Founded in 1994, Opera Software can justifiably argue that it is the oldest browser company in the world. Its vision is to provide a Web experience on any device. Why should we care? According to Jon S von Tetzchner, Opera’s co-founder and CEO (and contributor to IP Leaders), only 12% of phones are Apple iPhones, leaving a huge market for open source operating system Android to reach high- and low-end phones: “There will be around two billion desktop PC users in 2011, but the majority of the population doesn’t have one, so a viable alternative platform that can deliver the Web is mobile.”
Beyond the desktop and mobile, there are a host of devices such as in-flight entertainment consoles, wall pads, set-top boxes and tv games consoles that can offer the Web as the platform of choice: “Despite experiments such as WAP, there is only one World Wide Web,” says von Tetzchner.
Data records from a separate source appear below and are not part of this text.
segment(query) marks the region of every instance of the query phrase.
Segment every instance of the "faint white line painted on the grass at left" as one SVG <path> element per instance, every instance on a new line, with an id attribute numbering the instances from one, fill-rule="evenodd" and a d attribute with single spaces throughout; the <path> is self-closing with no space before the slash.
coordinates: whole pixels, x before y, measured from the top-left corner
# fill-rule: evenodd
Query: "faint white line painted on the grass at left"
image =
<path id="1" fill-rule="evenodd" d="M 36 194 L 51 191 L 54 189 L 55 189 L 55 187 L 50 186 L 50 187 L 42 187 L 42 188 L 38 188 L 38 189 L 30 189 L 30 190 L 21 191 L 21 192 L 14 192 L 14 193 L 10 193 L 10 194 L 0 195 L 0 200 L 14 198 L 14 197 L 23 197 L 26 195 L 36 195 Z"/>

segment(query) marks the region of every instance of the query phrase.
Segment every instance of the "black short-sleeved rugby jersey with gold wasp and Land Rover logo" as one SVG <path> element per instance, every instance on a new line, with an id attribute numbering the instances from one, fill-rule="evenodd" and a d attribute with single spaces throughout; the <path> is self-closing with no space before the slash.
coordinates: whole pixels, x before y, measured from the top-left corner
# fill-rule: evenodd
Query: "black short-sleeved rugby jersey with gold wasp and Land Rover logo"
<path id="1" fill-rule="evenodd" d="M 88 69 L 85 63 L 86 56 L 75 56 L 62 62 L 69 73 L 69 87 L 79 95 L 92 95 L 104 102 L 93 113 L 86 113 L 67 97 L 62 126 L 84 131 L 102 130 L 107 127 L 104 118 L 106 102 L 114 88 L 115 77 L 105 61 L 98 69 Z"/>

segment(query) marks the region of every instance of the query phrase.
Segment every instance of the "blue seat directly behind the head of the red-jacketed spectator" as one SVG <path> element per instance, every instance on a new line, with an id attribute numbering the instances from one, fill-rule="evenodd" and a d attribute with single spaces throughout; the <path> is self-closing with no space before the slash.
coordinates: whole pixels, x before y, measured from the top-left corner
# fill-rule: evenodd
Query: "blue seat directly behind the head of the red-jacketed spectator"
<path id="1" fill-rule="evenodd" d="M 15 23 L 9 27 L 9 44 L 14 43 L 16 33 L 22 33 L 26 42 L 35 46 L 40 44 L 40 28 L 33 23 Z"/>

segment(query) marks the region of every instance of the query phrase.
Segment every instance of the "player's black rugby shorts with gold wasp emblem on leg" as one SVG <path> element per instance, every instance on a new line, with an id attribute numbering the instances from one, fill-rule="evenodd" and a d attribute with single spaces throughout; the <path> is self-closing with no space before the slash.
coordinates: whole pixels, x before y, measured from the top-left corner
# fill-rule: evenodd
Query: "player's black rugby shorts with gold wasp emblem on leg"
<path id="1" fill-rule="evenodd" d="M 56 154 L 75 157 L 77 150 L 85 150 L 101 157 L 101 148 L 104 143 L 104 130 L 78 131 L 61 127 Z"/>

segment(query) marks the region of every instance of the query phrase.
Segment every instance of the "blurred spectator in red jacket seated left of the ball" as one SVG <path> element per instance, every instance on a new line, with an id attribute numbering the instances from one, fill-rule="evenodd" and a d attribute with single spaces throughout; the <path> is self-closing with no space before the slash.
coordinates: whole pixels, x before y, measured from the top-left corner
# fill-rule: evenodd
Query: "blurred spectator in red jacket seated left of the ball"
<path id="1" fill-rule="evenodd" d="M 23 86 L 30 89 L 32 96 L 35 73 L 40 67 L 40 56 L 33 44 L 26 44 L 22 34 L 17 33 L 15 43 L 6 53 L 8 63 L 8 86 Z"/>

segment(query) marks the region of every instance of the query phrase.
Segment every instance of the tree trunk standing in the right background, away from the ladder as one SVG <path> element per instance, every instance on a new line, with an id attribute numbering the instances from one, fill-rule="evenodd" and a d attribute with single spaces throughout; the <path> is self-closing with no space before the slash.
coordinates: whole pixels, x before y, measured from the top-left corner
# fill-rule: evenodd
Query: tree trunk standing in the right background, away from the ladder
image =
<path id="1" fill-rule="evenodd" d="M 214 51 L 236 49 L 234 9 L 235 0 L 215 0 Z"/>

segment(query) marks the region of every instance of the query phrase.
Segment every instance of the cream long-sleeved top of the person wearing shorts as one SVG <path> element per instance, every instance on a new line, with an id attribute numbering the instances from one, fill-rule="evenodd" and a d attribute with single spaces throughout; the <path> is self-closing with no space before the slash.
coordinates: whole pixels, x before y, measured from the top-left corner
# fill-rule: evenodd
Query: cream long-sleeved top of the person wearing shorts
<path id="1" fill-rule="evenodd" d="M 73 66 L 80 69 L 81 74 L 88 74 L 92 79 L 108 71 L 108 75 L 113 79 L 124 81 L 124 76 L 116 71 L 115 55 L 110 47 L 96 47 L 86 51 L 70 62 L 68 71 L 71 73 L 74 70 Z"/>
He points out that few people use more than five applications on their PC – a browser, Office, IM, a graphical tool and perhaps one other more rarefied tool. Everything else is Web-based and most time in front of a PC is spent with a browser because it makes sense: “The browser is the glue for activities from making calls to watching films. Today, there is no real difference between a Web site and an application.”
“The Web is the biggest open source community in the world,” says von Tetzchner: develop and test on a PC, for instance, and deploy across many platforms. It is fast and free compared with the cost and installation of a Windows-based application. Moreover, he adds, it is not just applicable to the desktop and mobile, but a “complete widget ecosystem”. Widgets will manage processes such as chatting on Facebook when you want to continue on a different device without having to close one application and open another.
“Our goal,” he concludes, “is convergence without compromise.”